The AI photo feature in Feiniu NAS (fnOS) is typically built by integrating mainstream open-source models, rather than training all core algorithms from scratch.
1) Face recognition: InsightFace
For face-related functions, InsightFace is usually the core.
- Common feature-learning method: ArcFace
- Main role: face detection, embedding extraction, clustering, and person recognition
2) Object and scene understanding: YOLO family
Object detection in photos (for example cats, dogs, cars, computers) and part of scene-level understanding are generally handled by YOLO models (often YOLOv8 or lightweight variants).
- Strength: good speed/accuracy balance
- Fit: edge-like NAS environments with limited compute budgets
3) Semantic search: CLIP / Chinese-CLIP
A key capability is natural-language photo search, such as “a dog on the grass” or “a man wearing sunglasses.”

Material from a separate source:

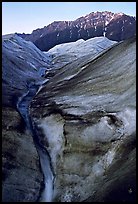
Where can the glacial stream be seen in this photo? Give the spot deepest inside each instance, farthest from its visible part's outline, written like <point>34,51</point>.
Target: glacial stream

Typical implementation uses CLIP:
- images and text are projected into the same embedding space
- Chinese deployments usually add Chinese-CLIP or similar localized variants
Summary
A simple way to view the fnOS AI photo stack:
- InsightFace for faces
- YOLO for objects and scenes
- CLIP for text-image semantic alignment
The main engineering value is in integration quality, localization, and hardware acceleration, more than from-zero model invention.